Tool	Language	Event Format Support
Pact	Multi-language	JSON, Avro, Protobuf via plugins
Spring Cloud Contract	JVM	JSON, XML
AsyncAPI	Language-agnostic	Schema-agnostic

A practical contract testing workflow for event-driven choreography:

Consumer publishes a contract describing the event fields it expects
Producer fetches all consumer contracts before deploying a new schema version
CI runs contract verification. The producer sends a sample event matching the new schema, consumer validates it
If any consumer contract fails, the producer deploy is blocked
The producer team coordinates with the affected consumer team before retrying

This catches the class of bugs where a renamed field, changed data type, or removed optional field breaks a downstream service even though the schema registry allowed it.

Idempotency

Events may be delivered more than once. Network partitions, consumer crashes, and retry logic all cause duplicates. Services must handle duplicate events idempotently.

def handle_order_placed(event):
    # Check if already processed
    if order_processed(event.order_id):
        return

    # Process the order
    process_order(event.order_id)

    # Mark as processed
    mark_order_processed(event.order_id)

Use idempotency keys or check-before-act patterns to ensure re-processing is safe.

When Choreography Works

Choreography shines for simple, linear workflows where each step naturally follows from the previous. It works well in systems with many independent consumers of the same events (analytics, monitoring, notifications). Teams that value service independence and autonomous deployment tend to prefer it. It fits high-scale event streaming architectures like Kafka or Kinesis.

When Choreography Breaks Down

Choreography has limits.

Invisible workflows: You cannot look at one service and see the overall transaction. The behavior is scattered across many services. Debugging is harder.

No atomic transactions: There is no transaction boundary. Partial failures leave the system in inconsistent states. Compensation must handle this.

Event chain complexity: Long chains of events become hard to follow. A triggers B, B triggers C, C triggers D. When something goes wrong in D, tracing back through the chain is painful.

Cyclic dependencies: What if service A needs to know when service D finishes, but D is triggered by C which is triggered by B which is triggered by A? Cycles in event dependencies are difficult to manage.

Observability Challenges

Choreographed systems produce many events. Understanding the overall state of a transaction requires correlating events across services.

Correlation IDs: Every event in a transaction shares a correlation ID. Collect all events with the same correlation ID to reconstruct the transaction.

Distributed tracing: OpenTelemetry propagates trace context through events, giving you a single view of the event chain.

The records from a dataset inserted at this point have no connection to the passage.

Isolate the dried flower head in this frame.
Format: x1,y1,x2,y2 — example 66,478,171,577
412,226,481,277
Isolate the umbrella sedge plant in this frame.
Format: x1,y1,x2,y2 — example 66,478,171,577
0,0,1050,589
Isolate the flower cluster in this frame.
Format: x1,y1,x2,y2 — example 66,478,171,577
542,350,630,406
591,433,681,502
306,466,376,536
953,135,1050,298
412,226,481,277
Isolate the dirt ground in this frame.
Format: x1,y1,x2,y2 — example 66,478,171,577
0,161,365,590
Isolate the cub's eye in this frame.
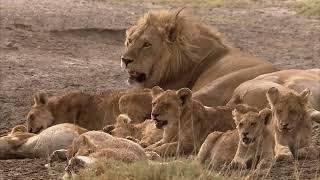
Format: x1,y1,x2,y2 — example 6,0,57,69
142,42,151,48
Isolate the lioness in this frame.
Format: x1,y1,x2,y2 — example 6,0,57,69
197,105,274,169
27,89,151,133
59,131,147,173
121,11,277,106
0,123,87,159
267,87,320,160
228,69,320,110
147,86,235,156
103,114,163,147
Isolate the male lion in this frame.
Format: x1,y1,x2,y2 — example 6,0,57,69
121,11,277,106
267,87,320,160
228,69,320,111
0,123,87,159
147,86,235,156
103,114,163,147
27,89,152,133
197,105,274,169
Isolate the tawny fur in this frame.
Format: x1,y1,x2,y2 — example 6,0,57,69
27,89,151,133
197,107,274,169
267,87,320,160
0,123,87,159
147,86,235,156
122,11,276,106
106,114,163,147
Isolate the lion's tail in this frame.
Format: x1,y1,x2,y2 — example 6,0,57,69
196,131,223,164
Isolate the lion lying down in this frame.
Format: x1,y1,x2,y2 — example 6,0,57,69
267,87,320,160
197,105,274,169
0,123,87,159
121,10,277,106
27,89,152,133
51,131,148,173
147,86,235,156
103,114,163,147
228,69,320,123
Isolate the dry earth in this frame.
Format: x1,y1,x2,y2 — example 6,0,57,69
0,0,320,180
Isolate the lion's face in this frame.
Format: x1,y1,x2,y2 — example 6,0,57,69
121,26,168,88
267,88,310,132
27,94,53,133
151,86,191,129
232,108,271,146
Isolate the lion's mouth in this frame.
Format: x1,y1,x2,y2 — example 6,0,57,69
242,137,255,145
128,71,147,83
153,119,168,129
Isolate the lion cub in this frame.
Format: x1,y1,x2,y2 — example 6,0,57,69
267,87,320,160
103,114,163,147
197,104,274,169
147,86,235,156
0,123,87,159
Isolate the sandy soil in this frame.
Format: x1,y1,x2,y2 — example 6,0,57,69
0,0,320,180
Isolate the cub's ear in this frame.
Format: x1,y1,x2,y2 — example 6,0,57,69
117,114,132,124
151,86,163,97
259,108,272,125
267,87,280,107
177,88,192,105
299,88,310,104
232,109,243,124
33,92,48,106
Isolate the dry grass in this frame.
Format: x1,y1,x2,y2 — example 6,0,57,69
67,159,226,180
296,0,320,18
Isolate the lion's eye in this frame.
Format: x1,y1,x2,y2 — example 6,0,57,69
142,42,151,48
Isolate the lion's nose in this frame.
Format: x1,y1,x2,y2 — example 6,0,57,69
242,132,249,137
151,113,159,119
121,56,133,66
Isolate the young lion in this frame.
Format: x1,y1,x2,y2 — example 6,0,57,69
197,105,274,169
57,131,147,173
103,114,163,147
147,86,235,156
0,123,87,159
267,87,320,160
27,89,151,133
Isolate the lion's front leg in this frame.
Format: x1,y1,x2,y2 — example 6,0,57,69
297,146,320,159
153,142,178,157
275,144,293,161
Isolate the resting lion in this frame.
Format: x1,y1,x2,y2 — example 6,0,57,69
147,86,235,156
103,114,163,147
197,105,274,169
267,87,320,160
0,123,87,159
50,131,148,173
228,69,320,111
27,89,152,133
121,11,277,106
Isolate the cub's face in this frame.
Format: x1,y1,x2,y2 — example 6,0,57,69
233,109,271,146
267,88,310,132
151,86,191,129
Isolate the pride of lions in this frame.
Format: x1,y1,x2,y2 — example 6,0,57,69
0,11,320,176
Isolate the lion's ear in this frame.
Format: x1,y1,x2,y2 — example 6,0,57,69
232,109,243,124
151,86,163,97
299,88,310,103
267,87,280,107
33,92,48,106
259,108,272,125
177,88,192,105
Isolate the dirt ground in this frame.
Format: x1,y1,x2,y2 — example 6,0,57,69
0,0,320,180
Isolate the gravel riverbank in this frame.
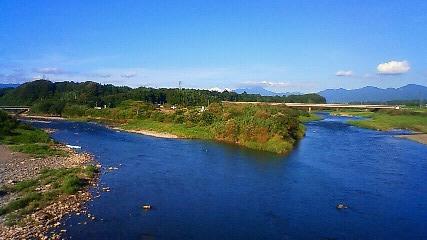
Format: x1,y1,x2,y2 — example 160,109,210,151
0,145,96,240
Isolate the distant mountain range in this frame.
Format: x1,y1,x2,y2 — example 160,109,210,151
234,87,301,96
0,83,21,88
318,84,427,103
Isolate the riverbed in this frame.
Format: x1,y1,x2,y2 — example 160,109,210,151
29,115,427,239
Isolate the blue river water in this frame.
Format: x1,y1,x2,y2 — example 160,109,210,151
30,115,427,239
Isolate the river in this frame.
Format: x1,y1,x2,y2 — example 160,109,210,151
30,115,427,239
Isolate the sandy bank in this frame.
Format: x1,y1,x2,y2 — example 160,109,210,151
0,144,96,239
19,114,65,121
113,127,181,138
396,133,427,144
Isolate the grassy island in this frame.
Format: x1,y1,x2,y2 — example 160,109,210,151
0,80,325,154
64,101,309,154
335,109,427,133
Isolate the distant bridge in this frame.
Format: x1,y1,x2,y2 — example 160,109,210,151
0,106,31,114
223,101,399,112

Event sourcing: Store all events in sequence. Replay to reconstruct state. This aligns well with choreography but adds storage overhead.

When to Use Choreography

Use choreography when:

Services are genuinely independent and decoupled
Workflows are simple and linear (A triggers B, B triggers C)
You want to avoid a single point of failure
Adding new steps should not require modifying a central orchestrator
Many independent consumers need to react to the same events (analytics, monitoring, notifications)
You are building an event streaming architecture (Kafka, Kinesis)
Teams value service autonomy and independent deployability

Avoid choreography when:

Workflows have complex branching or conditional paths
You need clear visibility into the entire workflow state
Compensation logic is complex and must be centralized
Debugging the workflow is critical for operations
You have cyclic dependencies in your event flow

Combining Choreography and Orchestration

The choice is not binary. Many systems use both.

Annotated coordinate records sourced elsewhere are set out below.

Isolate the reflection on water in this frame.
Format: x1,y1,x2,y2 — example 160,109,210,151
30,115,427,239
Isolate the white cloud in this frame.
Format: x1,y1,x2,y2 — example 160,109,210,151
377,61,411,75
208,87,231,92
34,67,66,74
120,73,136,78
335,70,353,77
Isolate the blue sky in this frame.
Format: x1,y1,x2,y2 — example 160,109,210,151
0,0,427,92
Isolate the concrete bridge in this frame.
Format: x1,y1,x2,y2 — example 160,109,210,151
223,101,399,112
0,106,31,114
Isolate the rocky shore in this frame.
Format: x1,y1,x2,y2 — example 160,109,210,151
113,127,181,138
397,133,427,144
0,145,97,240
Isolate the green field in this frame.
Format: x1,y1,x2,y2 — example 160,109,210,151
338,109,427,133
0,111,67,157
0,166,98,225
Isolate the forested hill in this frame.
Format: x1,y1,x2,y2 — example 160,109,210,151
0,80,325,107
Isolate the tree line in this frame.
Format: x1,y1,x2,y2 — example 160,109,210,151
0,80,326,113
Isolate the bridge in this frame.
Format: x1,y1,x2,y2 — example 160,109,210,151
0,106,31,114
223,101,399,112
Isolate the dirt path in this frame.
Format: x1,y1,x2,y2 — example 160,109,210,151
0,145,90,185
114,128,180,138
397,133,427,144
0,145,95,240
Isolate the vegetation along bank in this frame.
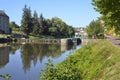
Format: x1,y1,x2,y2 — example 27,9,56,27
40,40,120,80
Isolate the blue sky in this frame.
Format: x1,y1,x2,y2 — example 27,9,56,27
0,0,100,27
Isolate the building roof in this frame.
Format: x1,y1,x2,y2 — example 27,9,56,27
0,10,9,18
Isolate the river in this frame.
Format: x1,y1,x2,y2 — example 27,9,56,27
0,43,81,80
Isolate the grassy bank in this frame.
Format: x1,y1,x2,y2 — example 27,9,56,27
40,40,120,80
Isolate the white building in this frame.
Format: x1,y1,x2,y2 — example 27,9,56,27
0,10,10,34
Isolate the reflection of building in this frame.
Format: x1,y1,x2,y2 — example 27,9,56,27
0,47,9,68
0,10,10,33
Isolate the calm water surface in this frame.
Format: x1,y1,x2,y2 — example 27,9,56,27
0,44,81,80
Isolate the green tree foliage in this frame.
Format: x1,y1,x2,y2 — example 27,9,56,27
10,22,20,31
92,0,120,34
40,40,120,80
21,5,33,35
87,21,104,38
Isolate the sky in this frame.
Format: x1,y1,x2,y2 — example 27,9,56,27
0,0,100,27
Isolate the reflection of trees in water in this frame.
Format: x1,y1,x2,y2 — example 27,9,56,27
9,43,21,55
0,46,10,68
21,44,61,71
0,44,20,68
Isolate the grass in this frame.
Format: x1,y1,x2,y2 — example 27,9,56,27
41,40,120,80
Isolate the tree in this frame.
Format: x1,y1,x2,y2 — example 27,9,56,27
33,11,40,34
92,0,120,34
21,5,33,35
87,21,104,38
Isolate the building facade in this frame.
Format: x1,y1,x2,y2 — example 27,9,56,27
0,10,10,34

Core business workflows with complex compensation logic often need orchestration. The orchestrator has the full picture and can manage failure cleanly.

Peripheral side effects (notifications, audit logs, analytics) are good candidates for choreography. These are typically fire-and-forget. If a notification fails, you do not want to roll back the whole order.

The pattern: orchestration for the critical path, choreography for everything else.

For event-driven architecture fundamentals, see event-driven architecture. For messaging infrastructure, see message queue types.

Choreography Failure Isolation

Choreography handles failures differently than orchestration. When an orchestrated service fails, the orchestrator decides whether to continue or roll back. That decision lives in one place. In choreography, failure handling is distributed across services.

If the notification service goes down, the order still processes. The customer just does not get an email. You can replay the notification later without reprocessing the order itself.

The catch: your event reactions need to be idempotent. If the notification fires twice, the customer should not get two emails. If inventory is released twice, the stock count should not go negative.

Isolated failure also means you need a strategy for missed events. If the shipping service misses ShipmentCreated, it needs to detect that gap and recover. This is harder than a centralized orchestrator that tracks state explicitly.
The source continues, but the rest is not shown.